History

The history of cryptography begins thousands of years ago and contains a variety of different types of encryption. Earlier algorithms were performed by hand and were substantially different from modern algorithms, which are generally executed by a machine.

Cryptography

Cryptography is the science of using mathematics to encrypt and decrypt data. Cryptography enables you to store sensitive information or transmit it across insecure networks (such as Internet) so that it cannot be read by anyone except the intended recipient.

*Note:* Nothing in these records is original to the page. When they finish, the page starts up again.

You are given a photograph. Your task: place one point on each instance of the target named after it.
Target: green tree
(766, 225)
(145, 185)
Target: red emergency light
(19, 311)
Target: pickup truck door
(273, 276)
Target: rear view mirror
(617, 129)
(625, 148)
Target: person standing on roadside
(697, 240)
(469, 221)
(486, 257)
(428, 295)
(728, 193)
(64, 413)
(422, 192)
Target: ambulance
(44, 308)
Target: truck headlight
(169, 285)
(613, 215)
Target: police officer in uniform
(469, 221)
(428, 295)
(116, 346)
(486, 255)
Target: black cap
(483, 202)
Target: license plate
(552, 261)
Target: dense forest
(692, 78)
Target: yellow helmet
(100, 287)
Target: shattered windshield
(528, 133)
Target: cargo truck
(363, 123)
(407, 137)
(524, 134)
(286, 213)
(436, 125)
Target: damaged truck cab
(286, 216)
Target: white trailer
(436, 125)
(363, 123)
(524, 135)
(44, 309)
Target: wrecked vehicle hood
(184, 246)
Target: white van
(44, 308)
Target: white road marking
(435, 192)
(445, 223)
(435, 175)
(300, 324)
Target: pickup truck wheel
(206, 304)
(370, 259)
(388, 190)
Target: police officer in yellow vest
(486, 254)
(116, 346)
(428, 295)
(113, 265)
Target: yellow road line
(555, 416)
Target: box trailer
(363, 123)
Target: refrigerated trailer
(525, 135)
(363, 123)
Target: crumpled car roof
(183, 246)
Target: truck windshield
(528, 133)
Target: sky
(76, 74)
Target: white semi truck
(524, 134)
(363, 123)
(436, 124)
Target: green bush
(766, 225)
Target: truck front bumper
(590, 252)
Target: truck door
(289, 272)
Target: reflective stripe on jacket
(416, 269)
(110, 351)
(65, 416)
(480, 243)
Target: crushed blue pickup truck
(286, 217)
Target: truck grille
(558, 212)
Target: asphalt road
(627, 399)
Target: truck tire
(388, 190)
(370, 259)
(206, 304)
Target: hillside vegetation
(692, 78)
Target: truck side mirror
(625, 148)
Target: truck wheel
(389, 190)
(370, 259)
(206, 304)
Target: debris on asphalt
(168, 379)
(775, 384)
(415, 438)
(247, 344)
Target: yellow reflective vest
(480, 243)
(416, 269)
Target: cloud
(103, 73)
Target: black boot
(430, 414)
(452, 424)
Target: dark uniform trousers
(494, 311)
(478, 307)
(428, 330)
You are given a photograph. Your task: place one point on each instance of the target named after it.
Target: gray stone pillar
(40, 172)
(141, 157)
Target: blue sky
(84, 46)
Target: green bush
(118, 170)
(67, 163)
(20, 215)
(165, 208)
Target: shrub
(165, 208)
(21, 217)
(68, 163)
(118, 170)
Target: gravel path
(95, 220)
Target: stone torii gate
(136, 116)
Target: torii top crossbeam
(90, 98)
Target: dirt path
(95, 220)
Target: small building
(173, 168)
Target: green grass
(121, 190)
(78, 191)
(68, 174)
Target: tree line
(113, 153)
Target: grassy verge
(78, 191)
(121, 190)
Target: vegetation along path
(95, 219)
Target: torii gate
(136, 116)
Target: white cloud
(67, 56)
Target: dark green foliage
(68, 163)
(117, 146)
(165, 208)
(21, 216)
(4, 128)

Although cryptography is the science of securing data, cryptanalysis is the science of analyzing and breaking secure communication. Classical cryptanalysis involves an interesting combination of analytical reasoning, application of mathematical tools, pattern finding, patience, determination and luck. Cryptanalysts are also known as attackers. Cryptology embraces both cryptography and cryptanalysis.

How Does It Work

A cryptographic algorithm, or cipher, is a mathematical function used in the encryption and decryption process. A cryptographic algorithm works in combination with a key—a word, number or phrase—to encrypt the plaintext.

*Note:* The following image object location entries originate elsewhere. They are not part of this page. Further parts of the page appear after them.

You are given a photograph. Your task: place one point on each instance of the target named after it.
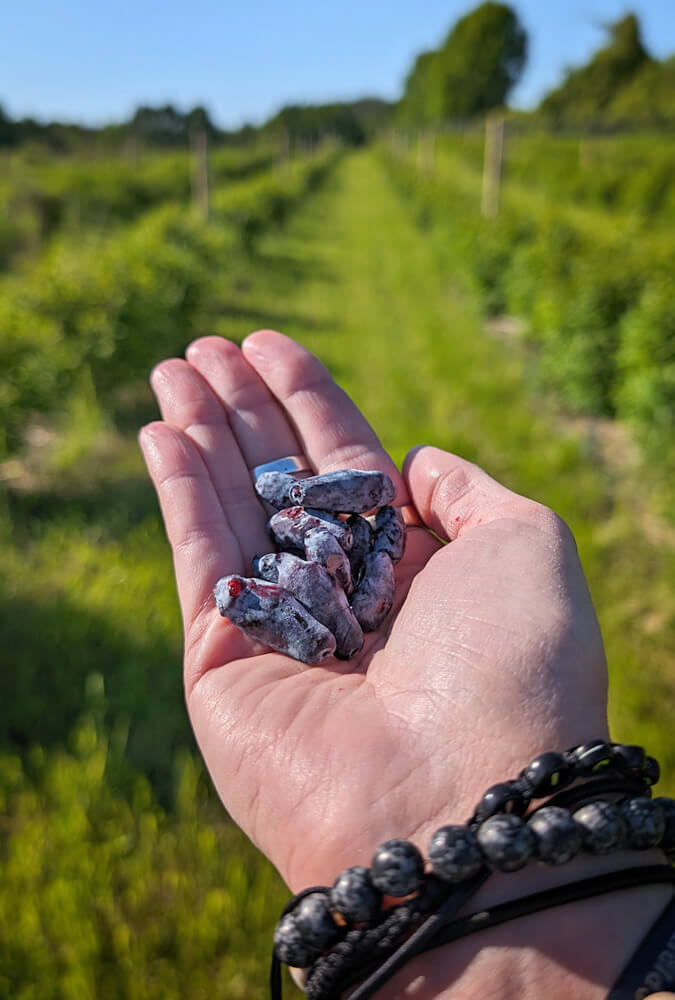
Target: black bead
(602, 827)
(651, 770)
(668, 839)
(590, 758)
(290, 945)
(558, 838)
(506, 842)
(314, 921)
(628, 757)
(354, 896)
(547, 773)
(645, 823)
(397, 868)
(506, 797)
(454, 854)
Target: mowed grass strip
(408, 342)
(85, 566)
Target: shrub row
(39, 200)
(627, 174)
(104, 309)
(597, 294)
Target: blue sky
(95, 62)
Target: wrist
(575, 950)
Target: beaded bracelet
(337, 931)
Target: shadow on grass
(52, 646)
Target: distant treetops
(484, 54)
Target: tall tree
(586, 92)
(475, 68)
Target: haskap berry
(390, 533)
(348, 490)
(291, 525)
(323, 548)
(315, 588)
(319, 605)
(374, 596)
(274, 488)
(362, 543)
(270, 614)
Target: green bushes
(595, 291)
(39, 200)
(104, 309)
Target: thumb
(452, 495)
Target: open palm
(492, 652)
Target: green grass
(169, 900)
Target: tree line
(472, 72)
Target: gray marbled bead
(290, 945)
(314, 920)
(454, 854)
(558, 838)
(506, 842)
(645, 823)
(397, 868)
(602, 827)
(668, 806)
(354, 896)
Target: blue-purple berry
(397, 868)
(362, 543)
(354, 896)
(291, 526)
(506, 842)
(558, 838)
(602, 827)
(290, 945)
(347, 490)
(645, 822)
(390, 533)
(322, 547)
(271, 615)
(454, 854)
(374, 596)
(314, 920)
(316, 589)
(273, 487)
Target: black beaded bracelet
(339, 930)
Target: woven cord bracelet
(607, 785)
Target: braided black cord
(366, 948)
(610, 784)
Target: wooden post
(426, 145)
(492, 167)
(585, 153)
(200, 173)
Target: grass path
(86, 581)
(378, 307)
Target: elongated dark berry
(347, 490)
(269, 614)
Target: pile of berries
(332, 576)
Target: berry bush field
(540, 344)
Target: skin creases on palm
(491, 654)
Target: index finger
(333, 432)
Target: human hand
(492, 652)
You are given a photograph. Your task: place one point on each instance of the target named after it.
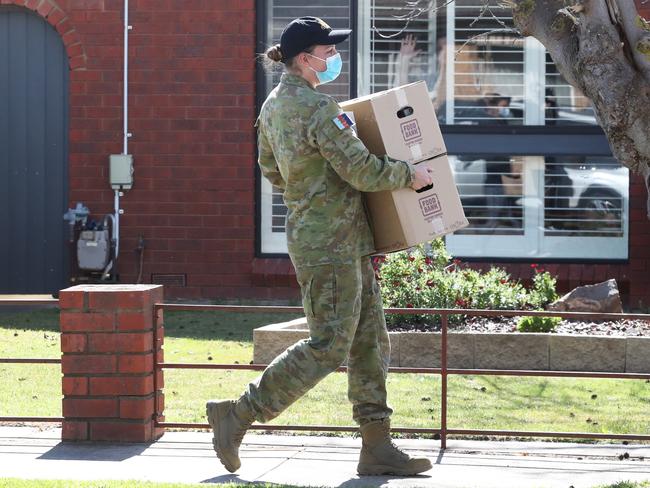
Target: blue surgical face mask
(333, 70)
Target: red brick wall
(191, 113)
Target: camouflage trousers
(344, 312)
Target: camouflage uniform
(322, 171)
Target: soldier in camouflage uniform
(308, 149)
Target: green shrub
(426, 277)
(538, 324)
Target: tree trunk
(601, 47)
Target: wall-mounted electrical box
(121, 171)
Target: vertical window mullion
(534, 74)
(451, 53)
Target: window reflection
(491, 191)
(584, 196)
(470, 62)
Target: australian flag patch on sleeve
(343, 121)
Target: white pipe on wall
(125, 104)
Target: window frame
(521, 140)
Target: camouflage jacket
(322, 170)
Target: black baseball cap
(301, 33)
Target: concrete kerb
(187, 457)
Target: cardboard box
(402, 123)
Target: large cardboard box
(401, 123)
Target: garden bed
(626, 328)
(479, 349)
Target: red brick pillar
(107, 340)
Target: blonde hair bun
(274, 53)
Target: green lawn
(480, 402)
(17, 483)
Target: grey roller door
(33, 154)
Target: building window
(481, 75)
(537, 207)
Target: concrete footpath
(27, 452)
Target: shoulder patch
(343, 121)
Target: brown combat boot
(229, 419)
(379, 456)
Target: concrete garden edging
(555, 352)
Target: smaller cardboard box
(404, 218)
(402, 123)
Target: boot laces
(244, 424)
(391, 445)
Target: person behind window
(495, 111)
(308, 149)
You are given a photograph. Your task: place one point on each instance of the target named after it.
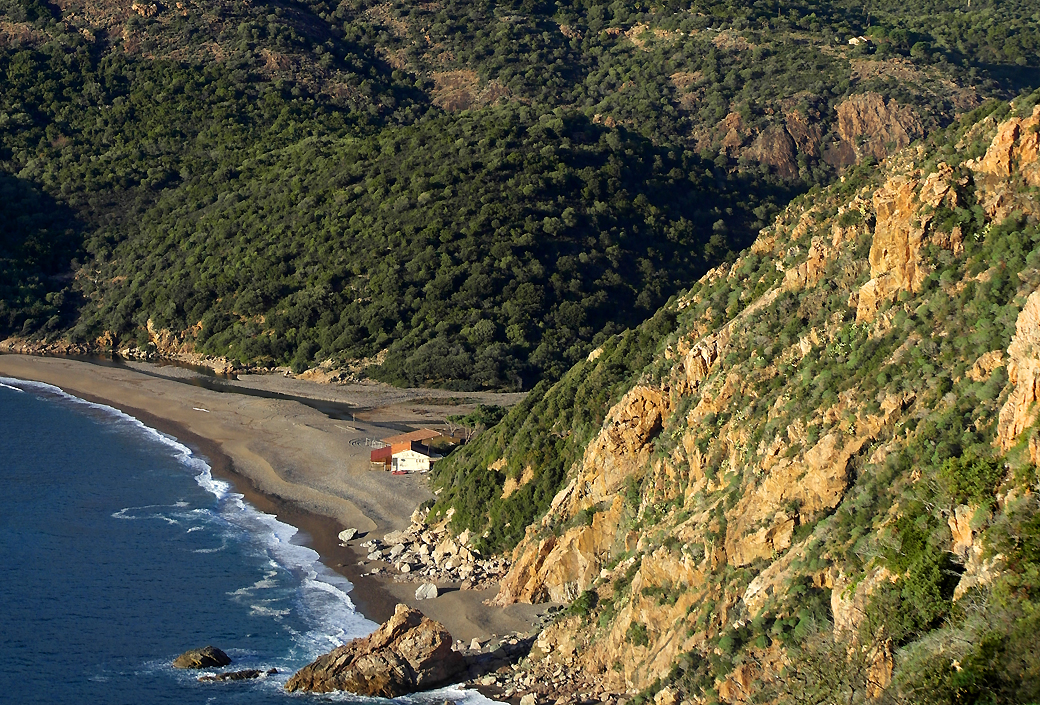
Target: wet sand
(291, 460)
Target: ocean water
(119, 551)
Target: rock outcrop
(407, 654)
(869, 126)
(248, 674)
(207, 657)
(729, 481)
(1020, 410)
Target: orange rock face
(1019, 411)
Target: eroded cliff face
(760, 470)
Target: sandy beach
(303, 457)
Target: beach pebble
(426, 591)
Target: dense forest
(793, 484)
(479, 192)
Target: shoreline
(280, 464)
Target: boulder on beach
(409, 653)
(207, 657)
(426, 591)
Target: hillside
(814, 478)
(458, 193)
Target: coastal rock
(207, 657)
(408, 653)
(426, 591)
(868, 126)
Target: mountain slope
(823, 486)
(455, 193)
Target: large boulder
(407, 654)
(207, 657)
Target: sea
(119, 550)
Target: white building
(412, 461)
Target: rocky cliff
(408, 653)
(821, 482)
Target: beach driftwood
(409, 653)
(207, 657)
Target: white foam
(322, 596)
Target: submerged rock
(426, 591)
(248, 674)
(408, 653)
(207, 657)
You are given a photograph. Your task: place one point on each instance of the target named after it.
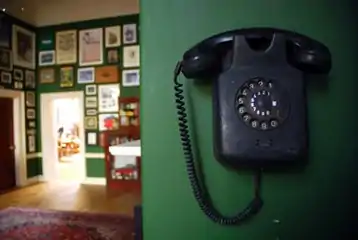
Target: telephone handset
(259, 103)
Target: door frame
(50, 173)
(19, 131)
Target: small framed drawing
(91, 138)
(46, 58)
(130, 78)
(91, 102)
(131, 56)
(112, 56)
(31, 143)
(47, 75)
(6, 77)
(113, 36)
(18, 74)
(85, 75)
(91, 89)
(108, 97)
(91, 123)
(30, 99)
(30, 81)
(129, 33)
(30, 113)
(5, 59)
(91, 112)
(32, 124)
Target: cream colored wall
(51, 12)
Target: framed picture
(32, 124)
(108, 121)
(91, 112)
(30, 113)
(91, 42)
(66, 77)
(108, 97)
(5, 59)
(129, 33)
(23, 46)
(46, 58)
(47, 75)
(113, 36)
(30, 99)
(112, 56)
(6, 77)
(130, 78)
(18, 74)
(91, 102)
(85, 75)
(91, 123)
(131, 56)
(91, 138)
(31, 143)
(30, 81)
(107, 74)
(66, 47)
(91, 89)
(5, 31)
(18, 85)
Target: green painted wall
(95, 167)
(315, 204)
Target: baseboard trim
(94, 181)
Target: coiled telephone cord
(200, 193)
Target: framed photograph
(91, 112)
(66, 77)
(108, 121)
(6, 77)
(30, 113)
(131, 56)
(31, 141)
(112, 56)
(91, 123)
(5, 31)
(66, 47)
(130, 78)
(18, 74)
(23, 46)
(91, 102)
(85, 75)
(129, 33)
(5, 59)
(113, 36)
(91, 42)
(108, 97)
(91, 138)
(107, 74)
(30, 99)
(32, 124)
(46, 58)
(47, 75)
(18, 85)
(91, 89)
(30, 81)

The same plaintext encrypts to different ciphertext with different keys. The security of encrypted data is entirely dependent on two things: the strength of the cryptographic algorithm and the secrecy of the key. A cryptographic algorithm, plus all possible keys and all the protocols that make it work comprise a cryptosystem. PGP is a cryptosystem.

Plaintext and Ciphertext

Data that can be read and understood without any special measures is called plaintext or cleartext. The method of disguising plaintext in such a way as to hide its substance is called encryption. Encrypting plaintext results in unreadable gibberish called ciphertext. You use encryption to ensure that information is hidden from anyone for whom it is not intended, even those who can see the encrypted data. The process of reverting ciphertext to its original plaintext is called decryption.

Cipher or Cryptographic Algorithm

A cryptographic algorithm, or cipher, is a mathematical function used in the encryption and decryption process. A cryptographic algorithm works in combination with a key—a word, number or phrase—to encrypt the plaintext. The same plaintext encrypts to different ciphertext with different keys. The security of encrypted data is entirely dependent on two things: the strength of the cryptographic algorithm and the secrecy of the key.

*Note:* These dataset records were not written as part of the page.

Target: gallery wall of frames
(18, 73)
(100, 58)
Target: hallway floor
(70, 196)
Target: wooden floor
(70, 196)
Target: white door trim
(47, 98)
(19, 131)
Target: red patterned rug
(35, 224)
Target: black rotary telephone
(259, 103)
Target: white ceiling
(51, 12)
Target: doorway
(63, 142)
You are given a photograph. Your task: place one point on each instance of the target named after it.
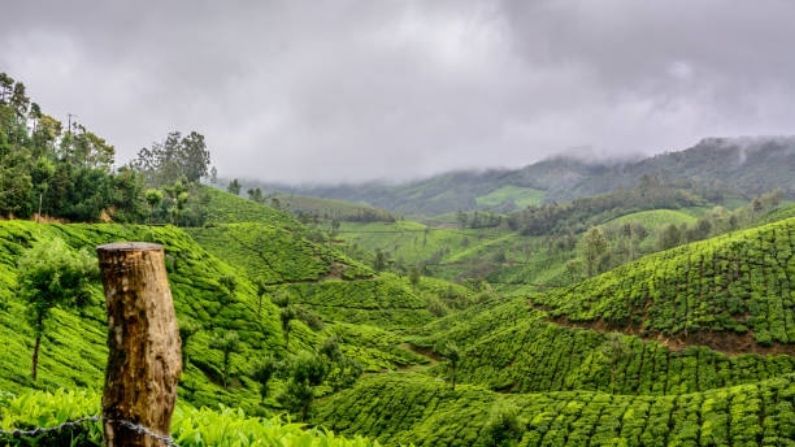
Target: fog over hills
(745, 165)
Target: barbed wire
(137, 428)
(42, 430)
(146, 431)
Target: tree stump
(144, 362)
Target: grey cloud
(355, 90)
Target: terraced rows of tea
(669, 350)
(403, 408)
(687, 347)
(739, 284)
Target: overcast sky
(317, 91)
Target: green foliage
(511, 196)
(306, 372)
(228, 343)
(53, 275)
(264, 371)
(402, 408)
(194, 278)
(175, 158)
(735, 283)
(190, 427)
(514, 349)
(66, 174)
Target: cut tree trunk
(144, 359)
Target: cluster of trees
(578, 215)
(719, 221)
(66, 171)
(606, 247)
(737, 283)
(47, 168)
(478, 219)
(535, 355)
(53, 275)
(173, 170)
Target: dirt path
(729, 343)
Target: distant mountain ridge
(746, 166)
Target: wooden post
(144, 362)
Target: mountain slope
(740, 284)
(741, 166)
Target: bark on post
(144, 362)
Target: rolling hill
(727, 166)
(684, 347)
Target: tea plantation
(690, 346)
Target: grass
(738, 283)
(191, 427)
(655, 219)
(402, 408)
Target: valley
(561, 304)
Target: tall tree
(174, 158)
(234, 187)
(53, 275)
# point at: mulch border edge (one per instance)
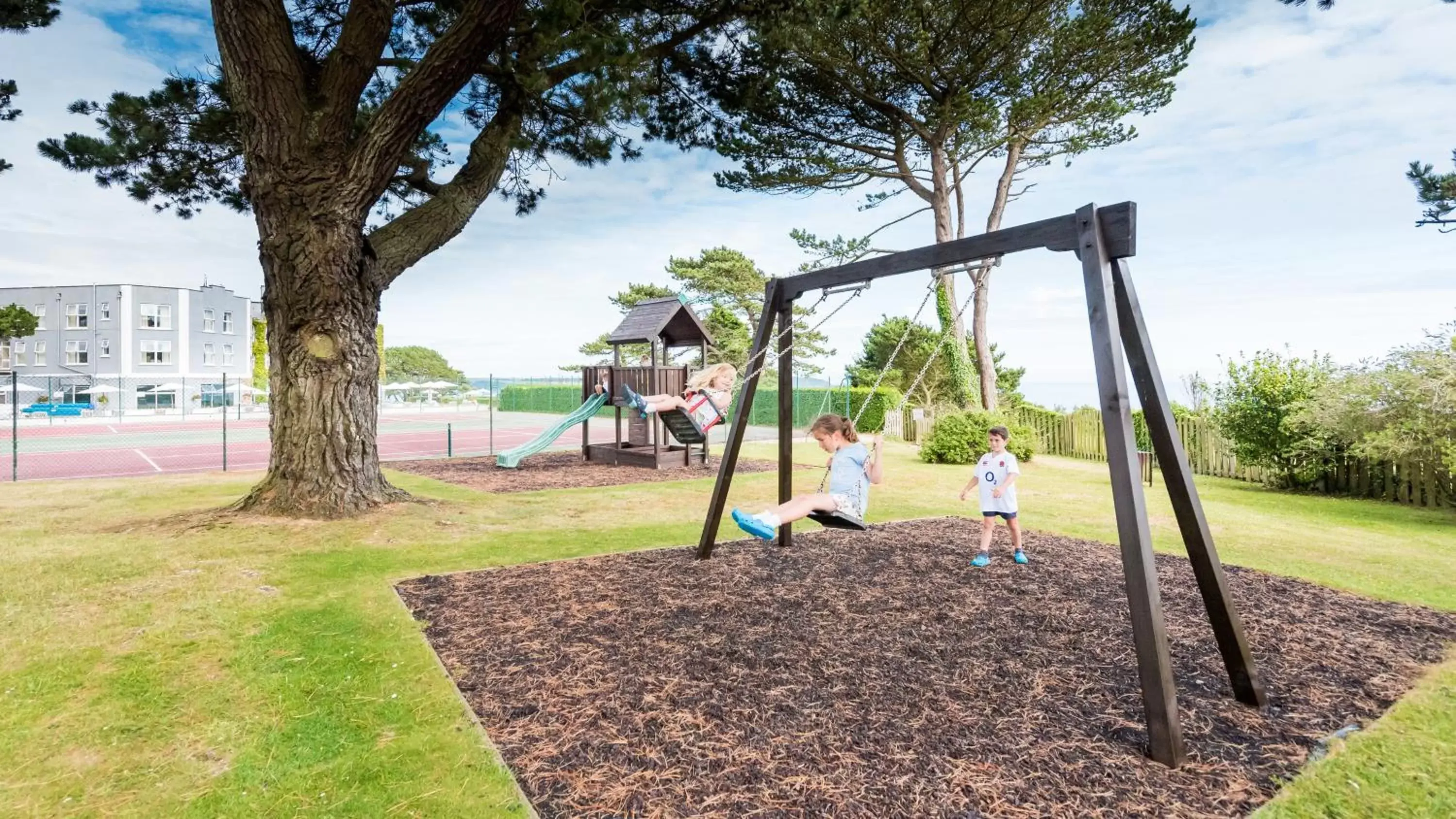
(480, 728)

Symmetric or Conventional Cryptography

In conventional cryptography, also called secret-key or symmetric-key encryption, one key is used both for encryption and decryption. The Data Encryption Standard (DES) is an example of a conventional cryptosystem.

Conventional encryption has benefits. It is very fast. It is especially useful for encrypting data that is not going anywhere. However, conventional encryption alone as a means for transmitting secure data can be quite expensive simply due to the difficulty of secure key distribution.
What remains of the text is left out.